Freud’s Dream Museum

Last day in St Petersburg with plans to find the dream museum. The sun is still shining and turrets of gold glittering. After twenty minutes walking from Gorkovskaya metro station and a pot of jasmine chai later, I discover there is a second Bolshoy Prospekt on the map. I decide to continue walking, the other Bolshoy Prospekt is not so far, I just hope there aren’t more than two.
Spotting a sign for ‘Oedipus Centre’ outside a door I double back and look more closely to find a small brass plaque saying ‘Freud Dream Museum’. Ushered down an anonymous corridor I wander for a while, able to identify nothing that would suggest a museum of any kind. Retracing my steps back down a staircase I tentatively push at a door. Room 104.

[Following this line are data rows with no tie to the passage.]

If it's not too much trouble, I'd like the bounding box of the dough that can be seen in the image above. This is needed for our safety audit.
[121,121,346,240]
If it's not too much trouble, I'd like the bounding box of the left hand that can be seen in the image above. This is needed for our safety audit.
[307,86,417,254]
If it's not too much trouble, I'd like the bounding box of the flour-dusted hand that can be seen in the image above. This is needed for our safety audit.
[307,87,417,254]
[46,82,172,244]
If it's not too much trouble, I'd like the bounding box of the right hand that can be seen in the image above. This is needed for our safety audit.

Greeted by a friendly face I am assured that this is the museum, and warned that it is not like any other, I shouldn’t have expected anything else. The attendant goes on to tell me that the Dream Museum is based on the virtual and imagined world, not of physical reality. With links to the Freud Museum in London and the Freud Museum in Vienna, St Petersburg has no association with Freud with regards to where he lived or worked, it does not house any of his belongings. I see photographs of objects I have seen in the London Museum, in itself this has something of a surreal sense to it. Housed in the centre of Psychoanalysis, the Freud Dream Museum is more about the spirit of Freud and his works that inspire and curate the museum. I learn that the director of the centre has links with London and Vienna, and it seems a more playful interpretation of the works of Freud. It’s a “museum of psychic (not material) reality”. The museum is described as an installation, a space to immerse yourself in, consisting of a light room and a dark room, it is said to represent the preconscious/conscious and preconscious/unconscious.

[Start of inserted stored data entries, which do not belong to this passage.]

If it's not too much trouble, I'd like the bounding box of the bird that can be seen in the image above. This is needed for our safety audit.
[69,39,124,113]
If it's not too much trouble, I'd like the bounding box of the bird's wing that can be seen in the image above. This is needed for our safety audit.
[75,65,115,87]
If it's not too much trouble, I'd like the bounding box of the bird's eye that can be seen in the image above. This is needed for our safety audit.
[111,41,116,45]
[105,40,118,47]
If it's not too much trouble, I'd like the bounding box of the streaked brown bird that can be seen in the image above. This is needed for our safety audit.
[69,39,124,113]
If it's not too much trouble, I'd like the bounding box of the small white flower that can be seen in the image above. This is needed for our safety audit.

The dark room is of most interest as a space it is more possible to be immersed in. Suspended from the ceiling are rows of fishing line holding text, images, objects and shards of mirror. A series of interconnected layers are intended to encourage changes in perspective and ambiguity. The two walls to the side of the room are flanked with these layers, all enclosed behind glass, another reflective surface, the central wall holding a screen playing video of moving ambiguous images lends itself as another space to project onto.